Advertisement

Russian Catholics Decry Story About Monastery Brothel

Share
Times Staff Writer

MOSCOW -- “Nuns” in bloomers and a brothel in a Franciscan monastery -- the story was too juicy to ignore, said a reporter for Russia’s biggest-selling newspaper. Editors made her original story even juicier by concocting details and commissioning a suggestive illustration.

But the report printed last week by Komsomolskaya Pravda was false, in the first place, and circumstances surrounding it indicate that the Roman Catholic Church in Russia might have been deliberately set up.

The Vatican issued a formal protest this week. Many Catholics here see the story, which also was featured on national television broadcasts, as part of a campaign by the Russian Orthodox Church, and perhaps the government, to discredit and defame them.

Advertisement

Vatican spokesman Joaquin Navarro-Valls said the Russian newspaper and television reports were “despicable” and “deceitfully constructed.” Anatoly Pchelintsev, a Russian lawyer for the Franciscans, said the reports were part of a smear campaign.

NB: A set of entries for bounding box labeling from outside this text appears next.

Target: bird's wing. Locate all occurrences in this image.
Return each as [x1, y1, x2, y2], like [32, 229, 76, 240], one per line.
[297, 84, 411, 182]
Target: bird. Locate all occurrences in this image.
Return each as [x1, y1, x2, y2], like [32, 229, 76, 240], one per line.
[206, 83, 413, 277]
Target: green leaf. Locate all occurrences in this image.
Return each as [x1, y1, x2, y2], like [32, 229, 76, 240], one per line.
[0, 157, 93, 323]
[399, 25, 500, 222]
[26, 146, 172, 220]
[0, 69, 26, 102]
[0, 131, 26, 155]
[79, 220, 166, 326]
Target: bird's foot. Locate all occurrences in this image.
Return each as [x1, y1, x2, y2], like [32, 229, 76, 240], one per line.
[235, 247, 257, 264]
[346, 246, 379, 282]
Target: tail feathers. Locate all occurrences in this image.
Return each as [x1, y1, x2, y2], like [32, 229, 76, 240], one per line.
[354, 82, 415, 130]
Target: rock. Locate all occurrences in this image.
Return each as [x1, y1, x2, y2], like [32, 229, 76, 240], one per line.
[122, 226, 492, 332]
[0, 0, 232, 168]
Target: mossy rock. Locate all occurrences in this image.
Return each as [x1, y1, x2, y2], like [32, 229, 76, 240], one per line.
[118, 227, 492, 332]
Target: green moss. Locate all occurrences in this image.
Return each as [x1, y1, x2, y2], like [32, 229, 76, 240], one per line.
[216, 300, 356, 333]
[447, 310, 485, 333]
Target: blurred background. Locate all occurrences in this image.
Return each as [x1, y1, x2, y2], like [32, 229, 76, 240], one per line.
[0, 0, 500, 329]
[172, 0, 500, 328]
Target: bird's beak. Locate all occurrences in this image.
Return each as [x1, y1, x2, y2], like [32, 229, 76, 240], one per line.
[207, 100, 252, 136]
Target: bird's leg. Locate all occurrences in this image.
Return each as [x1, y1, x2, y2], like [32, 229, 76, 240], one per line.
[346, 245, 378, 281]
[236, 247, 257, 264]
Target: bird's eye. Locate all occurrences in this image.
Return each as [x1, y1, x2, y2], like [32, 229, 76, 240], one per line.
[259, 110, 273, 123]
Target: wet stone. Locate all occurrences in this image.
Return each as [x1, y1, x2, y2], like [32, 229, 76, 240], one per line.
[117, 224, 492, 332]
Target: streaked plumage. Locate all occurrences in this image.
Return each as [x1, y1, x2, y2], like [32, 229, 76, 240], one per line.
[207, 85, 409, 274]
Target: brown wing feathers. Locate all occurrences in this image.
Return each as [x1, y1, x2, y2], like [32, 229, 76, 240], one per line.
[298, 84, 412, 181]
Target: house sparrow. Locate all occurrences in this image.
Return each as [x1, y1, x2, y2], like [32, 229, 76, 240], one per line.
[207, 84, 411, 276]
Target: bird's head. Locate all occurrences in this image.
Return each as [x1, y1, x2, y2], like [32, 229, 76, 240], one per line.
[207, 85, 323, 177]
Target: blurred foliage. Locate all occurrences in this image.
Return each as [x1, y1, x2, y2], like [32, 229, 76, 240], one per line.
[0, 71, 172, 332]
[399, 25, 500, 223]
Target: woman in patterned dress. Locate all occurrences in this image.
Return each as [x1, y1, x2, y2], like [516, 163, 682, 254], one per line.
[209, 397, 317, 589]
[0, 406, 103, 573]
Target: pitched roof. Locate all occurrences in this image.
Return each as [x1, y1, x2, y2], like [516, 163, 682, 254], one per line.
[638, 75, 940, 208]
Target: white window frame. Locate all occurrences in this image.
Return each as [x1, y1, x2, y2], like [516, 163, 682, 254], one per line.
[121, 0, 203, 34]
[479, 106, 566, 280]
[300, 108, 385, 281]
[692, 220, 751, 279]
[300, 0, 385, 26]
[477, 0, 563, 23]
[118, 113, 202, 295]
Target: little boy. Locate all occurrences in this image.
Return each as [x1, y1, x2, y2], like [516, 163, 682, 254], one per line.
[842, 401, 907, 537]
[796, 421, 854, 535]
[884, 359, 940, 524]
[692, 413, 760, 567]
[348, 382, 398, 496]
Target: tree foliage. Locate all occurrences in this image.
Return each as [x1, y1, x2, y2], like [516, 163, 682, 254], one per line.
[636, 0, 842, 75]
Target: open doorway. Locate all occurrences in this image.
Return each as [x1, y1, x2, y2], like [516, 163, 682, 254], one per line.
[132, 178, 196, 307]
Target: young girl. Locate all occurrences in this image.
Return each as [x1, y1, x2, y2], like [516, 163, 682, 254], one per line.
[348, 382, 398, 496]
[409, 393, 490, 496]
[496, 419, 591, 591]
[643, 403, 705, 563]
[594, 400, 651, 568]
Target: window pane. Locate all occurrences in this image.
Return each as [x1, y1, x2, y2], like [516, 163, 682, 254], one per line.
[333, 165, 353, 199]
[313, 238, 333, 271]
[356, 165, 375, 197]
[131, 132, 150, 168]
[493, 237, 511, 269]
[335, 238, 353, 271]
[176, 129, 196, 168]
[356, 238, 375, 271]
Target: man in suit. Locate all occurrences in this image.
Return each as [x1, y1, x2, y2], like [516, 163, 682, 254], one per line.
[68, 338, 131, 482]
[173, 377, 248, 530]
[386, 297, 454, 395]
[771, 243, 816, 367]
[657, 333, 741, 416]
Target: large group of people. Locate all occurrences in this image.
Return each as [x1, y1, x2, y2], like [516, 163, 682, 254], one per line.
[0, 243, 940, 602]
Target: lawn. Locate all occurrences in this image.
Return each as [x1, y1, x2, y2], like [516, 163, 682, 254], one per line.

The Russian patriarchate, which has accused the Roman Catholic Church of trying to compete against it in Russia, denied that the Orthodox Church had anything to do with planting the stories.

“The allegations can be explained as careless journalism rather than an organized campaign,” said Orthodox Church spokeswoman Yelena Speranskaya. “If there are any accusations against the Russian Orthodox, I can only explain it as an attitude [by Catholics] bordering on paranoia.”

Father Nikolai Dubinin, a spokesman for the Franciscan order in Russia, said two adjoining apartments owned by the community since 1997 were subleased in January to a woman who promised to upgrade the premises and use them for a charitable program to “develop the talents of children.”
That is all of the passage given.